An influx of key changes has helped college baseball in Indiana swing for the fences in recent years. Revenue — some generated from the Big Ten Network — has helped Indiana and Purdue build new facilities. Notre Dame’s admission to one of the nation’s elite baseball conferences, the Atlantic Coast Conference, has generated electricity in the state’s baseball circles.
“I think it’s a pretty good time to be a high school kid staying home and playing in Indiana,” Aoki said.
Phil Mosey, a senior infielder for Notre Dame, said playing games in talent-rich Indianapolis can be beneficial to the Fighting Irish program. Mosey played in two state championship games at Victory Field when he was with the Indianapolis Cathedral High School program.

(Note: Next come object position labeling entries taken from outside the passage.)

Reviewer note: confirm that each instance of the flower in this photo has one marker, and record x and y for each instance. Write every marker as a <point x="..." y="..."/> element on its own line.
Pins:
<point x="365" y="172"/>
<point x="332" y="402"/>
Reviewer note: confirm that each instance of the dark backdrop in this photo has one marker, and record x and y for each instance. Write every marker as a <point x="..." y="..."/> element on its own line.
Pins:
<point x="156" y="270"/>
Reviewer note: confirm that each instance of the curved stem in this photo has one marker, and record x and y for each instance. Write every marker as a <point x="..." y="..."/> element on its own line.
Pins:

“I think it’s really important for Notre Dame baseball to have a presence in Indianapolis,” Mosey said. “We’ve been able to get really good recruits from Cathedral, Carmel, Brebeuf.
“The first step for Notre Dame baseball is to dominate the recruiting in its backyard, and there’s really good talent in Indianapolis, central Indiana, southern Indiana. We’re always excited to get the big recruits from Florida and California, but there’s great baseball talent in Indiana, and it’s good for Notre Dame to be here and have a presence.”
Kyle Fiala, a sophomore infielder from Carmel, Indiana said playing in Triple-A parks like Victory Field is attractive to current and future players.
“I think playing games in venues like this really helps with recruiting,” Fiala said. “It means a lot to play in such a nice stadium like Victory Field. High school kids are going to look at this and say, ‘I could play on a stage like this.’ This game in this stadium is definitely an asset for both Notre Dame and Indiana.”
Growing up in Indianapolis, Mosey saw current Major League Baseball stars like Andrew McCutcheon play at Victory Field when they were honing their skills in the minors. He agreed with Fiala that playing on the Victory Field diamond is meaningful.
“To be on a stage like this, a Triple-A field in front of several thousand people, it’s huge for Notre Dame and Indiana recruiting-wise,” Mosey said. “It’s also big for the community. A lot of high school and middle school kids will come out, and the communities of the current players from around here will come out.
Fiala hopes to have more trips to Indianapolis in his Irish baseball career.
“I definitely want to see this series continue here,” Fiala said. “IU is a good baseball school, and the same with us. It’s a good match-up, and hopefully the series will continue for years to come.”